Für die Zeit nach dem Kreml-Herrscher bereitet sie sich jetzt schon vor. «Wenn Putin nicht mehr da ist, bin ich bereit», sagt Nawalnaja. Ob sie sich dann auch zur Wahl stellt und erste Präsidentin Russlands werden will, lässt sie zwar noch offen. Aber: «Von allen russischen Politikern hat keiner dieselbe Motivation wie ich», sagt sie.

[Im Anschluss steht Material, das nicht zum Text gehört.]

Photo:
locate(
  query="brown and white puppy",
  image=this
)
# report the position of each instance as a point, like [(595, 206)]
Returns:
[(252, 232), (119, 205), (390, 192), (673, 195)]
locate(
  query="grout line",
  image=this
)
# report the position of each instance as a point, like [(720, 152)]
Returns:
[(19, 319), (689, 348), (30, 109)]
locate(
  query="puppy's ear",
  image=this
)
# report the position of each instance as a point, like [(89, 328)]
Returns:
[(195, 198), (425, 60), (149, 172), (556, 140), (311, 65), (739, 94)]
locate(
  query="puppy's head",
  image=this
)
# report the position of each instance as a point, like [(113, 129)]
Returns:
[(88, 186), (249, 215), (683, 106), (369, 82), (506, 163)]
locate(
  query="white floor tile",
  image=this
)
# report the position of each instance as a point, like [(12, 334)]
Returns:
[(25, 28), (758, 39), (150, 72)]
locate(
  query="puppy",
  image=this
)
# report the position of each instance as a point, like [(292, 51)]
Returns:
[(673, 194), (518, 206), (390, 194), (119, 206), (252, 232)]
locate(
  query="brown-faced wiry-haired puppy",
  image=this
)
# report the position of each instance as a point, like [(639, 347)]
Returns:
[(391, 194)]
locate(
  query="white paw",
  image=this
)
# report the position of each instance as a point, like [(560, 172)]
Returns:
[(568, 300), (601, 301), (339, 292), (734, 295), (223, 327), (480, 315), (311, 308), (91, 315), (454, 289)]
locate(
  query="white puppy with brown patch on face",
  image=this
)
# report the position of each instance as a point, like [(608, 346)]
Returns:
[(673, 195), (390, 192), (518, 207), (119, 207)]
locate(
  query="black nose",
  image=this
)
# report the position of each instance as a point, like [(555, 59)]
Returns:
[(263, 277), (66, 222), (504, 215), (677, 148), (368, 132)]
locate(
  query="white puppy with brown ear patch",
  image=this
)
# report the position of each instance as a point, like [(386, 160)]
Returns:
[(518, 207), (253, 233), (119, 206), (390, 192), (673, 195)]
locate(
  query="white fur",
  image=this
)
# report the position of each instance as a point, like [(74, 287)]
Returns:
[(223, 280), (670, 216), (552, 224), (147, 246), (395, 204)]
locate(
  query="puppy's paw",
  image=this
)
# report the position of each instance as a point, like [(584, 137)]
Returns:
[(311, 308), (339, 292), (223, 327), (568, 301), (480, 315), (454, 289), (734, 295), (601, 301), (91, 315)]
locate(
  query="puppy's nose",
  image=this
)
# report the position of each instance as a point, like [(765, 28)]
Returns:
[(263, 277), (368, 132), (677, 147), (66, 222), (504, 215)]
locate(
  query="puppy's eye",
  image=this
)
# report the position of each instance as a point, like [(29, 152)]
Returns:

Ein demokratisches Russland für die nächste Generation
In Zürich hat Nawalnaja ihre Tochter Dasha dabei. Die gegenseitige Unterstützung innerhalb der Familie macht sie immer wieder zum Thema. «Ich vermisse das normale Leben mit meiner Familie sehr», sagt sie. Ganz unbeschwert kann sie sich freilich nicht mehr in der Öffentlichkeit bewegen.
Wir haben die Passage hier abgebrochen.